NYC public hospitals get into the pay-for-performance game
NY public system tries its own pay-for-performance
The nation’s largest public hospital system is ripping a page from the CMS’ playbook, linking incentive payments to physicians’ perfor- mance on quality indicators and, in the process, trying to shore up its ability to capture revenue under new federal programs.
The New York City Health and Hospitals Corp., a 14-hospital safety net system, recently announced the launch of a pay-for-performance program for its 3,500 affiliated physicians that will award up to $59 million in bonus payments over three years. Physicians will earn those incentives by reaching targets on a number of measures, including 30-day readmission rates for heart failure, average acute length of stay and administration of antibiotics prior to surgery.
The program is significant not only because of HHC’s size and presence in the region, but also because it could motivate other public hospitals and systems to follow suit, experts say.
“I think it’s a good model that will have implications for the whole marketplace,” said Dr. Bruce Siegel, president and CEO of the National Association of Public Hospitals and Health Systems. “It’s a sign of things to come, and I expect that now that one large system has taken the plunge, others will follow.”
It’s not the first time a hospital has entered into an incentive program with physicians, Siegel said. But past agreements have usually included one physician group or a single department, such as cardiology. “We’ve never seen anything this comprehensive,” he said.
The initiative has been in the works for more than a year, when negotiations began with HHC’s three affiliate physician groups: the Physician Affiliate Group of New York, the Mount Sinai School of Medicine and the NYU School of Medicine.
Past contracts with the groups always included routine cost-of-living increases, but
those pay hikes were absent this time around. Alan Aviles, HHC’s president, argued such automatic increases are no longer financially feasible.
“If we provide any additional compensation for physicians, it has to be derived by new revenues generated or losses avoided,” he said.
HHC patterned its pay-for-performance program on the CMS’ value-based purchasing program and readmissions reduction program, both of which launched in October. For instance, HHC included measures such as physician-provider communication and discharge instructions for heart-failure patients.
Also, the health system tied a portion of each affiliate’s bonus payments to whether HHC retains its Level 3 designation under the National Committee for Quality Assurance’s Patient-Centered Medical Home Recognition Program.
Each of the three affiliate groups’ contracts contains a slightly different set of measures, based on negotiations. But they draw from a basic list of 13. PAGNY is set to receive $31.3 million over the next three years, while physicians at Mount Sinai and NYU will receive $13.75 million and $14 million, respectively.
The program is structured to help HHC stay out of the penalty range on both CMS programs, no easy feat for a public system with a tight budget and a large population of poor and uninsured patients. Aviles acknowledged that physicians weren’t happy about losing their cost-ofliving increases, but he said they weren’t surprised.
“They are mission-driven and they understand the tremendous fiscal pressure faced by safety net providers,” he said.
Dr. Jasmin Moshirpur, dean of the Icahn School of Medicine at Mount Sinai, agreed that physicians were expecting such changes. She also predicted that most doctors could meet the program’s targets fairly easily, although she said recent events such as superstorm Sandy and the influenza outbreak could make that more difficult on some measures, such as emergency department triage-to-admission times.
Union hurdle ahead
The pay-for-performance program faces another hurdle. While the contracts with the three affiliate groups are final, the Doctor’s Council SEIU, a union that represents many of HHC’s physicians, is still negotiating collective-bargaining agreements with the physi- cian groups.
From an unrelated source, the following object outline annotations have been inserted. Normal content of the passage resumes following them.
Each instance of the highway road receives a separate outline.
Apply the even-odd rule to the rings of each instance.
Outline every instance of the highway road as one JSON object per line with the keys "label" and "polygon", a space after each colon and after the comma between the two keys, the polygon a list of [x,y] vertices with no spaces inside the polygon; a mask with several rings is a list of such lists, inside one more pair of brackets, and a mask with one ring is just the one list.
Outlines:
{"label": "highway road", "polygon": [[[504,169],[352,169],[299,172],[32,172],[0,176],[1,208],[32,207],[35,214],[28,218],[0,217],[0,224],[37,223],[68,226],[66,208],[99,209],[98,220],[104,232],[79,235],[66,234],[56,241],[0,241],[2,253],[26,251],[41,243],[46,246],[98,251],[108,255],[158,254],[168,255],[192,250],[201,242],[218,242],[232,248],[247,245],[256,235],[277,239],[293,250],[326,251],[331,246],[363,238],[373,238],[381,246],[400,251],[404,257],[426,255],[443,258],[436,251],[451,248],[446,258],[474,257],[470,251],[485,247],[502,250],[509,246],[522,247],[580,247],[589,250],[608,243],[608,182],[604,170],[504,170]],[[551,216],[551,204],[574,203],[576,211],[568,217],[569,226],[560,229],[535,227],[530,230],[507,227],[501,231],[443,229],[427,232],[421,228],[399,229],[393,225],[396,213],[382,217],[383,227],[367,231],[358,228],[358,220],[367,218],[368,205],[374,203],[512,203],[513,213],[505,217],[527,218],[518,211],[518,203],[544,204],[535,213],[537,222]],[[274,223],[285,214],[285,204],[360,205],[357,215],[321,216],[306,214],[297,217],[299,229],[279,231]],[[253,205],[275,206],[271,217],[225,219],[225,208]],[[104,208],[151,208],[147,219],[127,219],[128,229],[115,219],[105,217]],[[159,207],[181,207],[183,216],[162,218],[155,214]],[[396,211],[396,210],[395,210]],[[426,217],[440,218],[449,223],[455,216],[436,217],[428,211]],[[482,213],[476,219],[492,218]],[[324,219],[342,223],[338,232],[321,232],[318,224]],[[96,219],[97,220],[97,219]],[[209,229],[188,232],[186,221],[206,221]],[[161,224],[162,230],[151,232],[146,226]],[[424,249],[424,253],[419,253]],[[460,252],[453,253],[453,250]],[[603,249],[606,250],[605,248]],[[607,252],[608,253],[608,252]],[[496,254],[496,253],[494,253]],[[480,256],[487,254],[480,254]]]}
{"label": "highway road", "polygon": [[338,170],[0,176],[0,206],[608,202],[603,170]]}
The union was initially receptive to the idea of an incentive payment program but says the devil is in the details. The Doctor’s Council has taken issue with several of the program’s measures, including the one that addresses ED triage-to-admission time. Such measures place responsibility for quality directly on physicians, despite the role other clinicians and staff members play in ensuring beds are available, a union spokeswoman said.
The union has also pushed for changes to the program that would give a different weight for readmissions among special-needs populations, such as the homeless.
The ongoing union negotiations have not stalled HHC’s incentive program—it officially launched Jan. 1, Aviles said—but unless a contract is reached that includes the program, physicians won’t be paid at the end of this year, as scheduled.
“The clock has started ticking, and we’re collecting data. But if there are not collective bargaining agreements in place that authorize the groups to distribute the additional revenue, that money will revert back to HHC,” Aviles said.
Moshirpur said negotiations are going smoothly and she expects a contract soon.
Other public hospitals are taking notice, said Dr. Ram Raju, CEO of Cook County Health & Hospitals System, Chicago. He said such programs are much more likely to work when, like HHC, they take costof-living increases off the table. “People will take the bird in the hand over the two in the bush,” he said. “When the automatic increases go away, physicians are much more likely to accept the program.”